DEEPWATER PRODUCTION FORECASTING USING COMPUTATIONAL INTELLIGENCE TECHNIQUES
Abstract
Precise and consistent production forecasting is indeed an important step for the management and planning of petroleum reservoirs. This research work is aimed at developing a new neural approach to forecast cumulative oil production. The methodology employed is using a neural network with its weight optimized with genetic algorithm (NN-GA). NN-GA overcomes the limitation of the conventional neural networks of settling in a local minima by optimizing the weights and biases to be used to initialize a Nonlinear Autoregressive Neural Network with Exogenous Input (NARX). Thus, NN-GA possesses a great potential in forecasting petroleum reservoir productions without sufficient training data. A pre-processing procedure was employed in order to reduce measurement noise in the production data from the oilfield by normalizing the raw data using z-core normalization technique and optimal network topology selection using correlation functions (CCF).

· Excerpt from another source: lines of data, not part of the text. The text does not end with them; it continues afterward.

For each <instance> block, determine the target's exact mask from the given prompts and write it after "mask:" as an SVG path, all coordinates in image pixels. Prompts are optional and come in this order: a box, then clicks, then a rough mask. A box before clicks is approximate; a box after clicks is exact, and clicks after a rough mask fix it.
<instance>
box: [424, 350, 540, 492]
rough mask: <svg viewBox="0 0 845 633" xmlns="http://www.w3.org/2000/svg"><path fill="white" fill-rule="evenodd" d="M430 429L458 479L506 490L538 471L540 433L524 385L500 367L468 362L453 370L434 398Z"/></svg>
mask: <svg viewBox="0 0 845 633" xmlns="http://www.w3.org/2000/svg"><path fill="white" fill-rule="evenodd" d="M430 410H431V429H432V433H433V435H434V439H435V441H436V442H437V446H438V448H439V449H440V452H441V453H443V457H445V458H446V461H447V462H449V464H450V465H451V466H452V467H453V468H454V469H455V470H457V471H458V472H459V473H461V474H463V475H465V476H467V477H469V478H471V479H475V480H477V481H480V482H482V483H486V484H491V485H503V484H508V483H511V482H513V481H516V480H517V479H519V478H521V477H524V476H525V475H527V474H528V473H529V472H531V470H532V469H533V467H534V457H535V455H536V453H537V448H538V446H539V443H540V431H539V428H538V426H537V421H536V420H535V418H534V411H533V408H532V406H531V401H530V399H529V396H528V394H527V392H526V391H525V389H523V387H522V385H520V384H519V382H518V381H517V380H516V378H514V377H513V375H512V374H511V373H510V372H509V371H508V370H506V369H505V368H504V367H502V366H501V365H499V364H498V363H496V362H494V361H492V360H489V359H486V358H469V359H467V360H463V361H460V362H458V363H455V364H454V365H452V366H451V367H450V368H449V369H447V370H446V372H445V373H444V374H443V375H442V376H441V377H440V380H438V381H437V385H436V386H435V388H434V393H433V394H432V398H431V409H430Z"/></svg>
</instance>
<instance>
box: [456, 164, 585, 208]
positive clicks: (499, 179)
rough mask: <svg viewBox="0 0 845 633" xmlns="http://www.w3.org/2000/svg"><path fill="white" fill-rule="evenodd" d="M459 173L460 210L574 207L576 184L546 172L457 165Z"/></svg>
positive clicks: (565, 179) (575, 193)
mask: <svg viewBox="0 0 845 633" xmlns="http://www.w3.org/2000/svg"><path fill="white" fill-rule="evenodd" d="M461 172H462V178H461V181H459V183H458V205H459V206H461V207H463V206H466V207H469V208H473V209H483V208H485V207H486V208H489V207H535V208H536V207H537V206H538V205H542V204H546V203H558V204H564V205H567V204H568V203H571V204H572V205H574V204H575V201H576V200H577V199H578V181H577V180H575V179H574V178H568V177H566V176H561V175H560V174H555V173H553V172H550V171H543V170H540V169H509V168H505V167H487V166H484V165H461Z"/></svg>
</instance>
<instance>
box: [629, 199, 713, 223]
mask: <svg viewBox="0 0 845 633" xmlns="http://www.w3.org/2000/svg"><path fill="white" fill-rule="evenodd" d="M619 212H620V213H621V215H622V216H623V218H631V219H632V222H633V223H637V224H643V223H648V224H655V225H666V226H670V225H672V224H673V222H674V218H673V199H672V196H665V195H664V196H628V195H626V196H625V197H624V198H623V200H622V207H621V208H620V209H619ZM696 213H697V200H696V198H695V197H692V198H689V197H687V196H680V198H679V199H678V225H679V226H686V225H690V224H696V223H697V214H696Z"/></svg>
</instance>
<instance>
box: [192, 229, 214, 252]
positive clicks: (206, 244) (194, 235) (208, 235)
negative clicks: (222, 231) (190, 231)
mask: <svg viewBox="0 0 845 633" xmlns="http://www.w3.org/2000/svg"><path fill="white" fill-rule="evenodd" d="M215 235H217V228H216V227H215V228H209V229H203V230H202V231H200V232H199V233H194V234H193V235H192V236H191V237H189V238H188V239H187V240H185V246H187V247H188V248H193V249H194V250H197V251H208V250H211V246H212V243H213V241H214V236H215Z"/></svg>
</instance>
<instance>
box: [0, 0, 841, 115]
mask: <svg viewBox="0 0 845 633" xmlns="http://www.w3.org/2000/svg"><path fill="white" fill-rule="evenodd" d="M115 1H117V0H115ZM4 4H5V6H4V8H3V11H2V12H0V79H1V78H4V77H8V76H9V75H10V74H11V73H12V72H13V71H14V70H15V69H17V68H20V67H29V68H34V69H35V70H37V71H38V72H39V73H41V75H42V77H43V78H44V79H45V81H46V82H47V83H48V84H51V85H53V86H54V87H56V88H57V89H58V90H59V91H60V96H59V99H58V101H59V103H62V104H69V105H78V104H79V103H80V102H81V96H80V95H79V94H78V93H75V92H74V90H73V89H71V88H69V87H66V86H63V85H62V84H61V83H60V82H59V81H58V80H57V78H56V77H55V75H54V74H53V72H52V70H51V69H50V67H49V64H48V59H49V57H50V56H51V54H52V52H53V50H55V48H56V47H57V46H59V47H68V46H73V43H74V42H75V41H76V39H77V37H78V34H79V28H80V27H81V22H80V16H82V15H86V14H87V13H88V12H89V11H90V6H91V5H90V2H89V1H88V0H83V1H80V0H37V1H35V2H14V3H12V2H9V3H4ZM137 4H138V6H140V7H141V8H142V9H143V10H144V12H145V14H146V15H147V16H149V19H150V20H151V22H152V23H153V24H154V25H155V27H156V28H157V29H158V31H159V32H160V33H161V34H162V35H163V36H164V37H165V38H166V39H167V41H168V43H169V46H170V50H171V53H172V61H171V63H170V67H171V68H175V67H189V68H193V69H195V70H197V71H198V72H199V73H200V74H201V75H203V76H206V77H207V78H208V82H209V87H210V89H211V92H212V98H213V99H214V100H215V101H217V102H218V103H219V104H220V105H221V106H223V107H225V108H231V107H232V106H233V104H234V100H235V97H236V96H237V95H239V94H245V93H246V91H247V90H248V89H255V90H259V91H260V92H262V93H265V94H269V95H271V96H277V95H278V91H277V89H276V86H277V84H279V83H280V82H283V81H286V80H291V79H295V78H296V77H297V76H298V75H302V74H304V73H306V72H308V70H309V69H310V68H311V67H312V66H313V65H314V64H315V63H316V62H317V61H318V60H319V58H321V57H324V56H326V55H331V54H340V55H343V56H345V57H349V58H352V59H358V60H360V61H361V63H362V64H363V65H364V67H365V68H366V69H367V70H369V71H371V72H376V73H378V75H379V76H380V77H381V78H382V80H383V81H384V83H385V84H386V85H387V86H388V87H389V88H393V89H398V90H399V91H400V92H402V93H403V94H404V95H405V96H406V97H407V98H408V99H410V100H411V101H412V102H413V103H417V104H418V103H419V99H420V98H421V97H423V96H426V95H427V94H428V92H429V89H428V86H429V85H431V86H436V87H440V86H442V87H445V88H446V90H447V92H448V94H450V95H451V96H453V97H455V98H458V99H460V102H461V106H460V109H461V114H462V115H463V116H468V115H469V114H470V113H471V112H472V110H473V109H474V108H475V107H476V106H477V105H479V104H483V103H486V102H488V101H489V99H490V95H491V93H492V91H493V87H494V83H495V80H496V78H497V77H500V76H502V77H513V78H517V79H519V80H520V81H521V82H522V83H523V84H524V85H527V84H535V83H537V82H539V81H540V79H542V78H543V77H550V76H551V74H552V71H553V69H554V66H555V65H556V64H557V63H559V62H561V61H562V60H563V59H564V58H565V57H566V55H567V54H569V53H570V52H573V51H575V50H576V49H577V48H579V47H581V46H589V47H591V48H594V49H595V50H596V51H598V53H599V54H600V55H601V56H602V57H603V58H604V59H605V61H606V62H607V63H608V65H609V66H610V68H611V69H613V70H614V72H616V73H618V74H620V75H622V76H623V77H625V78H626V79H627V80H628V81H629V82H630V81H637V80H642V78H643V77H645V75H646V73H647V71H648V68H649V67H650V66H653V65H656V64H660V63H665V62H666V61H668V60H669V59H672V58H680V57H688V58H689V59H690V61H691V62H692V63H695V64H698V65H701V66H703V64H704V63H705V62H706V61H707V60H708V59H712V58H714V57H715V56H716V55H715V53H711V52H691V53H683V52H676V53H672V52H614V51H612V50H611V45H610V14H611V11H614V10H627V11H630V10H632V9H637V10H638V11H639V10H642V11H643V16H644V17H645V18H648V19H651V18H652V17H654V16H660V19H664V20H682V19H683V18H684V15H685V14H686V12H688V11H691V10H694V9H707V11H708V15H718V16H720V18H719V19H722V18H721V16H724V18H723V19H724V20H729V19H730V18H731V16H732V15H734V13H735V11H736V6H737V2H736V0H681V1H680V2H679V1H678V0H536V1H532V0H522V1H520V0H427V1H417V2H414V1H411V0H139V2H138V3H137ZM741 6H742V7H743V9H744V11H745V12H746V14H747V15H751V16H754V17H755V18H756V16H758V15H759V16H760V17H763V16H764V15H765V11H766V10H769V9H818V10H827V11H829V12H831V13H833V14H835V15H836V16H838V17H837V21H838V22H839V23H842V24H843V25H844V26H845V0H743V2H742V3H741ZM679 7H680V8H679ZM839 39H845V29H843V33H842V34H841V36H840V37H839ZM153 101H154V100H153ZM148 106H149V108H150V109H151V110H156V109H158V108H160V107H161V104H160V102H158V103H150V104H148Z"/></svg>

Simulation studies were carried out on a deepwater reservoir located off the coast of the Niger-Delta in Nigeria, to prove the efficacy of the NN-GA in forecasting cumulative oil production of the field with data available. The results of these simulation studies indicate that the NN-GA model has a good forecasting capability with high accuracy to predict cumulative oil production and this was compared to the widely used Decline Curve Analysis technique. It was concluded that the NN-GA procedure has a very good potential to be applied to petroleum forecasting and the possibility of including more reservoir production parameters to the model to help for better accuracy and precision in the forecasting process.